How these five drinks are sinking your training

Stay hydrated. Common knowledge when getting active on the indoor soccer pitch or in the gym. We’ve all heard this and hardly need any reminding of it. We also know that a few beers can also quench our thirst like nothing else, but is not exactly the best liquid to ingest before a hard-gaining session.

“When your body is dehydrated, you don’t have the proper muscle power, accuracy, and balance you need to complete a decent workout,” says Angela Onsgard, R.D., resident nutritionist at Miraval Resort & Spa in Tucson, Arizona.

But what you put in your body pre-workout definitely matters. According to Columbia University, you’re supposed to drink 20 ounces of water two hours before a workout, another eight ounces during warm-up, and an additional eight ounces every 10 to 20 minutes depending on the amount of sweat you’re producing.

That’s a lot of liquid—so let’s make sure you’re sipping the right stuff.

Here what you should never chug before a workout.


Save any drinks with dairy for after the workout.

“Dairy-containing beverages are better to consume post-workout as opposed to before or during,” says Onsgard.

Since milk contains protein, carbohydrates, and fat, it takes a lot of time to digest, she says.

Instead, try whey protein packets mixed with filtered water.
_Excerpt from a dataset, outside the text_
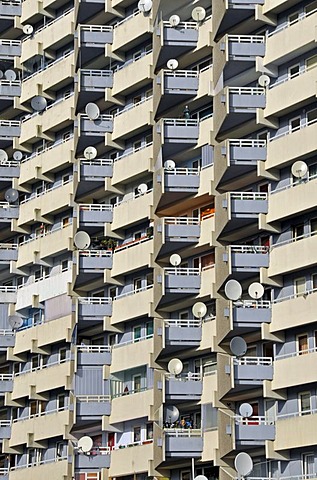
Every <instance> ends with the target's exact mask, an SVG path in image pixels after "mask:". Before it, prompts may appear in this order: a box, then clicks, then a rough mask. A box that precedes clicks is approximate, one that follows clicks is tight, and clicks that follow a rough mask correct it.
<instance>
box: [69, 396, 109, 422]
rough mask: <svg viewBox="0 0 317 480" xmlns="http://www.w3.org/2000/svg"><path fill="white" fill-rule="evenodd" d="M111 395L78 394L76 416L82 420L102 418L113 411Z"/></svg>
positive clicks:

You’ll get the benefits of the protein, minus the fat and longer digestion time you’d get with dairy.


As a kid, you might have loved those squeezable Capri Sun packs, but they’re just not the best choice to drink before your workout.
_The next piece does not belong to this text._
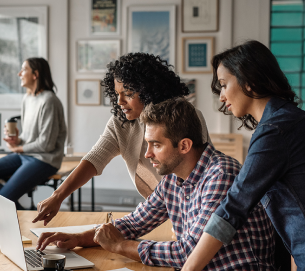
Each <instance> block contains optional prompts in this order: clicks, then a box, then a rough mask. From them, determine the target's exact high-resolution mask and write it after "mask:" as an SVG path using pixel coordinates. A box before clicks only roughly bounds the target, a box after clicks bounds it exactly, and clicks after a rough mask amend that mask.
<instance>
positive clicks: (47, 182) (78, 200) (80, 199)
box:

“Most of these fruity drinks are loaded with high-fructose corn syrup (HFCS), a manmade sweetener that’s been shown to initiate liver dysfunction, metabolic syndrome, and obesity,” says Onsgard.

Instead, add some flavor to your water with fresh citrus fruits, berries, mint, or basil.

“Or opt for coconut water, which replenishes the electrolytes you’ll lose during your workout,” Onsgard says.


This one might sound like a given—but even sipping a beer hours before you go to the gym can mess up your workout.

“Alcohol is dehydrating, inflammatory, and negatively impacts balance and decision-making,” says Onsgard.

Not ideal when you’re trying to decide how much weight to lift.

“If you need a pick-me-up, have some coffee of the dark roast variety (which has less caffeine than lighter roasts),” Onsgard says. “[It] can increase alertness and improve exercise performance.”


Fizzy drinks, like soda and seltzer, can cause bloating, abdominal pain, and gas.

They also contain significant amounts of sodium, which draws water out of the body’s cells and can cause dehydration.

If you’re a diet soda fiend, know that most brands contain aspartame, an artificial sweetener that’s been linked to a number of side effects such as migraines, dizziness, memory loss, and mood swings.

“Instead of soda, go for an iced-cold green tea drink,” says Onsgard. “It’s naturally high in antioxidants and is shown to reduce the risk of several types of cancer.”


Most sports drinks on the market are actually loaded with sugar  and contain little-to-no nutrition.

“You might get some added vitamins and electrolytes from some brands on the market, but the high sugar content goes right through your system to cause an energy crash later on,” says Onsgard.

“It can wreak havoc on your hormonal system and is a strain for your body to process, on top of the repairing requirements that follow a workout.”

Instead, gulp down some additive-free tomato juice, which provides potassium, has natural sugars, and promotes healthy blood pressure.